Although there now seems to be an imperative for organisers to embrace mobile apps, the PC is far from dead. In fact, the same survey reveals a rise in desktop usage by 1 per cent. Of course, this is unlikely to affect visitors during an event, but as the desktop continues to be used at work, it is important for organisers to allow attendees to plan their attendance before the event and follow up afterwards, in this way.
The ideal solution is an attendee portal as it allows people to save their agenda, connect with attendees, send messages and set up meetings in advance. It should also sync with their mobile app so that they can easily access all the necessary details when they’re on the go. Then, any notes made can be downloaded from the desktop, along with downloadable follow-up materials (slides, handouts etc) supplied by the organiser.

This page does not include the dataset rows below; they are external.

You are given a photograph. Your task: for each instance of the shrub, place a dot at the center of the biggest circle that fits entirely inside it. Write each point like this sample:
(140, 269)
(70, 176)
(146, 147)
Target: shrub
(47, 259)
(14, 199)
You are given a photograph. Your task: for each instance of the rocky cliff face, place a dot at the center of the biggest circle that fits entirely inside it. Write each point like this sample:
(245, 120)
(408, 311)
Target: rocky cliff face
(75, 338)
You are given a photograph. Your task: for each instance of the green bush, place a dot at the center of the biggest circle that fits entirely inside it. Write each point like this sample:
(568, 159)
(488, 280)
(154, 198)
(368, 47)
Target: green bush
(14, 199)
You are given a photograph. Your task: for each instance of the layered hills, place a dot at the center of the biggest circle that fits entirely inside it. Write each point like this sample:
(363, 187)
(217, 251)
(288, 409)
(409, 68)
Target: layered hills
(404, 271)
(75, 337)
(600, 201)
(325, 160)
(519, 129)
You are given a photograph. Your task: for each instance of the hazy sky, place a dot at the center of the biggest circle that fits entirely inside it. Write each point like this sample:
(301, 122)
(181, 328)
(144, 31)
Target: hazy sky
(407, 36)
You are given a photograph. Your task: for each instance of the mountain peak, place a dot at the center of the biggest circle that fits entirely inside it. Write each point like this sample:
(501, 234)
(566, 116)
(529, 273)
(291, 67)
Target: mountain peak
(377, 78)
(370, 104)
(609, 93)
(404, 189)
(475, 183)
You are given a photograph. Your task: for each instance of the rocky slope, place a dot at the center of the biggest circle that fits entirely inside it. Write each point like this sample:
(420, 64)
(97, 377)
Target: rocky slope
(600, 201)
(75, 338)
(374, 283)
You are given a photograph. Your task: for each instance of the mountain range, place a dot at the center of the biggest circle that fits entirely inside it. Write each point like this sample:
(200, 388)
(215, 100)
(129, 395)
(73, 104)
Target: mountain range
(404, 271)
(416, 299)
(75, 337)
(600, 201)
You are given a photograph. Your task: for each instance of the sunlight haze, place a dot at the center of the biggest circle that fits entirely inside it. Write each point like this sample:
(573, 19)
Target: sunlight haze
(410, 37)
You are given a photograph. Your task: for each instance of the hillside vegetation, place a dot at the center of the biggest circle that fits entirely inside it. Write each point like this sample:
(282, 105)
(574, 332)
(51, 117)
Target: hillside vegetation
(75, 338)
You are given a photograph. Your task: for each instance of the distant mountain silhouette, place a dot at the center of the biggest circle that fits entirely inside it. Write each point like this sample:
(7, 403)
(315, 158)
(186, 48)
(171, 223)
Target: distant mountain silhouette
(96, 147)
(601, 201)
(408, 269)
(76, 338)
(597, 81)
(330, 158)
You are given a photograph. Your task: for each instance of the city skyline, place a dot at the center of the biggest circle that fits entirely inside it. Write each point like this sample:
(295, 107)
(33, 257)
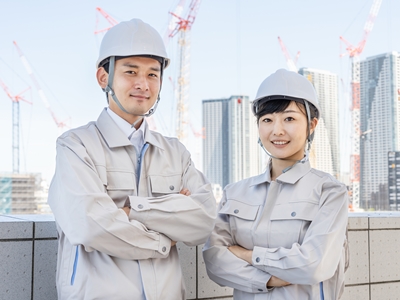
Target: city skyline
(240, 40)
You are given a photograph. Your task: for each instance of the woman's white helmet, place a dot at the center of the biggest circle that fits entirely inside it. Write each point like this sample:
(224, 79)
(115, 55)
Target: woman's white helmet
(284, 84)
(287, 85)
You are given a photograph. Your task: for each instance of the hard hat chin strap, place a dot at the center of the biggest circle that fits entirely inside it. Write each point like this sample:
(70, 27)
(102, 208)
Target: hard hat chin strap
(108, 90)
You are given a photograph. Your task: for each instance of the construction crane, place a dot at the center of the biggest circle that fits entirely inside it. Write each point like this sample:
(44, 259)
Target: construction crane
(183, 27)
(110, 20)
(15, 123)
(60, 124)
(354, 52)
(290, 62)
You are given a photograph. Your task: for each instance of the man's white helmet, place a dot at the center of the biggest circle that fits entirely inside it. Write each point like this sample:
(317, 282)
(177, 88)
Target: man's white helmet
(130, 38)
(284, 84)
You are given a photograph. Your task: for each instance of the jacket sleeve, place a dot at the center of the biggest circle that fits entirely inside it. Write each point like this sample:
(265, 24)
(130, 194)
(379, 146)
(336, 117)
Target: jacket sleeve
(89, 217)
(189, 219)
(317, 258)
(224, 268)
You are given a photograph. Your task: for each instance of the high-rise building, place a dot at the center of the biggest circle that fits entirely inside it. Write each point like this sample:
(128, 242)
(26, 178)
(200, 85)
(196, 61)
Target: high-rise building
(230, 148)
(23, 194)
(325, 154)
(380, 126)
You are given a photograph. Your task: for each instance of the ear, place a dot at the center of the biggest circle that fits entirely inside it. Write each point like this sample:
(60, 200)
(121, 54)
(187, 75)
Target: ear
(314, 123)
(102, 77)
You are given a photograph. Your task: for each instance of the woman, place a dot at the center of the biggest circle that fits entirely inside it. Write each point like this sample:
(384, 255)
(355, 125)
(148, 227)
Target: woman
(282, 234)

With respect to the operating system that your event app should be designed to be compatible with, it’s best to make it accessible for both Android, iOS and windows users. Although there are more Android users in the US (83.8m) than iOS users (62.6m), and in Europe Android controls 73 per cent of the market (according to the latest figures from Kantar Worldpanel ComTech), there is still a healthy cross platform mix.
But remember, just having a mobile event app doesn’t guarantee anything for you or your attendees. Delivering great results takes a smart approach – it doesn’t just happen on it’s own. So put the effort into launching and promoting your app to increase chances of a high uptake.